J.K. Rowling verdient am meisten

J.K. Rowling (Foto: MaryMcCartney)

95 Mio US-Dollar machen Bestseller-Autorin J.K. Rowling erstmals seit rund einem Jahrzehnt wieder zur bestverdienenden Autorin der Welt, vermeldet das Magazin „Forbes” in seiner aktuellen Rangliste. Die „Harry Potter”-Schöpferin profitierte demnach vor allem vom Theaterstück „Harry Potter und das verwunschene Kind“ (Carlsen), das in Buchform weltweit die Bestsellerlisten erklomm und in Deutschland zum meistverkauften Titel des Jahres 2016 wurde. Auch der Filmstart von „Phantastische Tierwesen und wo sie zu finden sind“ aus dem Potter-Universum hat dafür gesorgt, dass „Forbes” ihre Einnahmen um satte 76 Mio Dollar höher einschätzte als im Vorjahr. 

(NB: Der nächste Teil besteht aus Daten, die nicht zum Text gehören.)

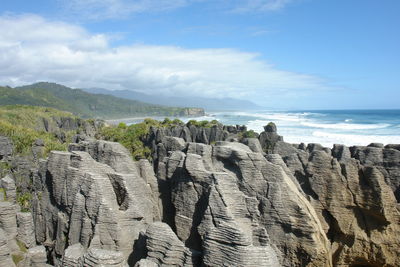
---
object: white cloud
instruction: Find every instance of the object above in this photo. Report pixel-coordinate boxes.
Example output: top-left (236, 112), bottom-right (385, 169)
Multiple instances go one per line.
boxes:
top-left (63, 0), bottom-right (294, 20)
top-left (64, 0), bottom-right (200, 19)
top-left (233, 0), bottom-right (294, 13)
top-left (0, 15), bottom-right (324, 102)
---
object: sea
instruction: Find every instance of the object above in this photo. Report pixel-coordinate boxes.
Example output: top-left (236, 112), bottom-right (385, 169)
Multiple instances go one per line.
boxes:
top-left (111, 109), bottom-right (400, 147)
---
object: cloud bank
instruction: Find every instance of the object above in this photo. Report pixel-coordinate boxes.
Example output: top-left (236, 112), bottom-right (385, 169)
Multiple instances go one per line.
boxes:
top-left (0, 15), bottom-right (324, 103)
top-left (63, 0), bottom-right (294, 20)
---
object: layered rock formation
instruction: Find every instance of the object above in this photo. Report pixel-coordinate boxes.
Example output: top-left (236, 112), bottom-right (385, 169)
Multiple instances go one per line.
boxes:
top-left (0, 124), bottom-right (400, 267)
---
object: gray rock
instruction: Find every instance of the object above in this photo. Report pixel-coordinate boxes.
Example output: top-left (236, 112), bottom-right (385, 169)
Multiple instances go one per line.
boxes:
top-left (135, 259), bottom-right (159, 267)
top-left (17, 212), bottom-right (36, 248)
top-left (0, 227), bottom-right (15, 267)
top-left (0, 201), bottom-right (17, 244)
top-left (242, 138), bottom-right (263, 153)
top-left (22, 246), bottom-right (48, 267)
top-left (34, 142), bottom-right (160, 264)
top-left (142, 222), bottom-right (195, 267)
top-left (159, 142), bottom-right (331, 266)
top-left (62, 243), bottom-right (85, 267)
top-left (0, 174), bottom-right (17, 202)
top-left (0, 136), bottom-right (13, 160)
top-left (83, 248), bottom-right (127, 267)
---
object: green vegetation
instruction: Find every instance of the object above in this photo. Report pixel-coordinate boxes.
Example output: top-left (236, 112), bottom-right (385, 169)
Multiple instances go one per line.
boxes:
top-left (11, 253), bottom-right (24, 266)
top-left (0, 105), bottom-right (77, 156)
top-left (0, 187), bottom-right (7, 201)
top-left (100, 118), bottom-right (184, 160)
top-left (17, 239), bottom-right (28, 253)
top-left (99, 118), bottom-right (223, 160)
top-left (241, 130), bottom-right (258, 138)
top-left (0, 82), bottom-right (200, 118)
top-left (186, 120), bottom-right (219, 128)
top-left (17, 193), bottom-right (32, 212)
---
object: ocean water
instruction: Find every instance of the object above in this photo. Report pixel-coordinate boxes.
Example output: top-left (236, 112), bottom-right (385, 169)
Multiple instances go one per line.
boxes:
top-left (114, 110), bottom-right (400, 147)
top-left (183, 110), bottom-right (400, 147)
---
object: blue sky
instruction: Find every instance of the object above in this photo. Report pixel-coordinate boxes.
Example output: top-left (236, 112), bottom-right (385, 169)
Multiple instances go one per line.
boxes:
top-left (0, 0), bottom-right (400, 109)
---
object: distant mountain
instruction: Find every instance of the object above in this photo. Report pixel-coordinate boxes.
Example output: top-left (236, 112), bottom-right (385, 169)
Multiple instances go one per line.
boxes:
top-left (0, 82), bottom-right (204, 118)
top-left (82, 88), bottom-right (262, 110)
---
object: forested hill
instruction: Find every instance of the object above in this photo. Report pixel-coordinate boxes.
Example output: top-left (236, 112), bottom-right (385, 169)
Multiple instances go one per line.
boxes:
top-left (0, 82), bottom-right (204, 118)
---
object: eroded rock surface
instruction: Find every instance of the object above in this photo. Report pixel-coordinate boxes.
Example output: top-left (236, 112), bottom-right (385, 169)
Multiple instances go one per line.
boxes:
top-left (0, 121), bottom-right (400, 267)
top-left (33, 142), bottom-right (158, 266)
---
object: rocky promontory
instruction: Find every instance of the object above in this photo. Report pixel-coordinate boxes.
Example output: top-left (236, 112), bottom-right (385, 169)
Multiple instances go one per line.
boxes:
top-left (0, 123), bottom-right (400, 267)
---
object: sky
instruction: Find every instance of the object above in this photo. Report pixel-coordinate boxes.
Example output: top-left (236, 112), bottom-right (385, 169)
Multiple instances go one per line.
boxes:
top-left (0, 0), bottom-right (400, 110)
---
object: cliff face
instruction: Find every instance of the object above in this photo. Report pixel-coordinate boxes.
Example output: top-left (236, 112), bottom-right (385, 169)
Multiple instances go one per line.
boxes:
top-left (0, 125), bottom-right (400, 267)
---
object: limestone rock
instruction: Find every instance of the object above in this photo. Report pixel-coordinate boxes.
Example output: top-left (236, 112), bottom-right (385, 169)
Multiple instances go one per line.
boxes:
top-left (33, 149), bottom-right (157, 264)
top-left (284, 144), bottom-right (400, 267)
top-left (142, 222), bottom-right (196, 267)
top-left (17, 212), bottom-right (36, 248)
top-left (22, 246), bottom-right (48, 267)
top-left (62, 243), bottom-right (85, 267)
top-left (0, 136), bottom-right (13, 160)
top-left (242, 138), bottom-right (263, 153)
top-left (0, 201), bottom-right (17, 244)
top-left (0, 174), bottom-right (17, 202)
top-left (83, 248), bottom-right (127, 267)
top-left (159, 142), bottom-right (332, 266)
top-left (0, 227), bottom-right (15, 267)
top-left (135, 259), bottom-right (159, 267)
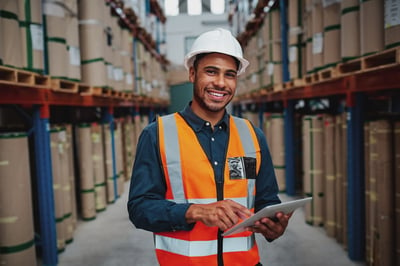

Rowling hat James Patterson vom Thron gestoßen, der in den vergangenen Jahren regelmäßig den Spitzenplatz belegte und mit 87 Mio Dollar jetzt auf Platz 2 gelistet ist. Aus dem Ranking herausgefallen sind hingegen George R.R. Martin („Game of Thrones”) und John Green („Das Schicksal ist ein mieser Verräter”), bei denen „Forbes” aber mit einer schnellen Rückkehr rechnet. Beide haben neue Projekte angekündigt: Martin arbeitet an dem Ausbau seiner Erfolgsreihe – auch wenn er den Erscheinungstermin schon mehrmals verschoben hat. Greens legt im Herbst seinen neuen Roman (engl.: „Turtles All the Way Down”) vor.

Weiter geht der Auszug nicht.